I don't think any of our guys ever wanted to touch a Mac ticket. We also finally got rid of the very few Macs we did have, like a year or so ago. They wanted to keep the monitors. Ya...those things are downright useless. One cord coming out the thing. WTF are we suppose to do with that? They sit in a warehouse collecting dust, cause no one wants to waste time/effort/money trying to find out if there's some stupid adapter for it to get power and a normal vga/dvi/hdmi/etc connection.
 
Our office went Mac a few years ago. It's been significantly less expensive for our IT department. We aren't tens of thousands of computers, we are tens of computers in our office. It still was noticeable, particularly because our IT department is halfway across the country - so most calls, if it can't be done via remote desktop, involves FedEx.

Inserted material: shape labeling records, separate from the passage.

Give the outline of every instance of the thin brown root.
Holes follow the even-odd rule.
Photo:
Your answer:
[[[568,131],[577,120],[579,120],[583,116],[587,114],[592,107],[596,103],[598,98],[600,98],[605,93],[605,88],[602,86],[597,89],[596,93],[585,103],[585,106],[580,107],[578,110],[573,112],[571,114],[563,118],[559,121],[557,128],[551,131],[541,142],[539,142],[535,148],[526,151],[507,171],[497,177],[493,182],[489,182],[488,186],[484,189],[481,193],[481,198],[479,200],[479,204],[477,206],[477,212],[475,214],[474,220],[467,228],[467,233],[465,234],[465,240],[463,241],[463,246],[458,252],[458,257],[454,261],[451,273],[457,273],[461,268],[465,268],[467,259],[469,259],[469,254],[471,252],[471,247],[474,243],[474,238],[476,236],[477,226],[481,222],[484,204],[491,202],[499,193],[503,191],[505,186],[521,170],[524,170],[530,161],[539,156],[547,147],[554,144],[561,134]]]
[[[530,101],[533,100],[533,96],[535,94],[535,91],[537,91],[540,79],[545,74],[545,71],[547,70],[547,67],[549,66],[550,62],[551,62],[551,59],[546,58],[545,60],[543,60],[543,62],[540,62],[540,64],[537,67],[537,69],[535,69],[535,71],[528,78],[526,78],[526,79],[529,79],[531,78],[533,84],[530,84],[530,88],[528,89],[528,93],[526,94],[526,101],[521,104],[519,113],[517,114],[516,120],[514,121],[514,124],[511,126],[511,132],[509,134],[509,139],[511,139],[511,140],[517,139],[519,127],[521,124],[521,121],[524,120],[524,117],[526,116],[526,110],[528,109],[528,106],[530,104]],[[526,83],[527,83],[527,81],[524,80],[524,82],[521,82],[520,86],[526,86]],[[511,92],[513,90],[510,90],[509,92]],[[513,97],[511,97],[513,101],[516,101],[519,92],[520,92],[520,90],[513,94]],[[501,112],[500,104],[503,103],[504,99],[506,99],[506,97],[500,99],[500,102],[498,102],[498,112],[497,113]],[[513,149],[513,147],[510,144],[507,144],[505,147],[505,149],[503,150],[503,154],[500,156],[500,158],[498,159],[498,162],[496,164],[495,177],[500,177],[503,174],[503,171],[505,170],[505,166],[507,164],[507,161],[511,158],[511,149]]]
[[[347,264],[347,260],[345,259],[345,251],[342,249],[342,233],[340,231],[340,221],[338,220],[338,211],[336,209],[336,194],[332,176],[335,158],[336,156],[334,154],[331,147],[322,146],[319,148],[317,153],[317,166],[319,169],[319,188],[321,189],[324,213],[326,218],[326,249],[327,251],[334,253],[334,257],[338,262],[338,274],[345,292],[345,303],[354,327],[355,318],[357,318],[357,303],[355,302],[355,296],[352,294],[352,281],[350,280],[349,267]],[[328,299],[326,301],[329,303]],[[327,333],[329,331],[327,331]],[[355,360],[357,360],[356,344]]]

They do have a steeper up-front cost. But they last a lot longer and require fewer service callsthan your stock Dell/HP laptops. And on the occasions when you do need a service call, Apple Care is amazing. There for a while, we were going through Dells as fast as their warranty would expire.

When we did the switch, the company retained Windows for every user, and virtualized it via VMWare on every Macbook - people could keep using Windows if they wanted to, or they could switch to OS X native programs. About half stuck with Windows on the Apple hardware. As nice as I think the hardware is from Apple, I think just the switch to virtualized Windows saved more IT time than anything really. Now when Joe Bob wrecks Windows with whatever malware he swears he didn't get from looking at porn, IT doesn't even dork with trying to clear it, they just reprovision the VM image in a few minutes.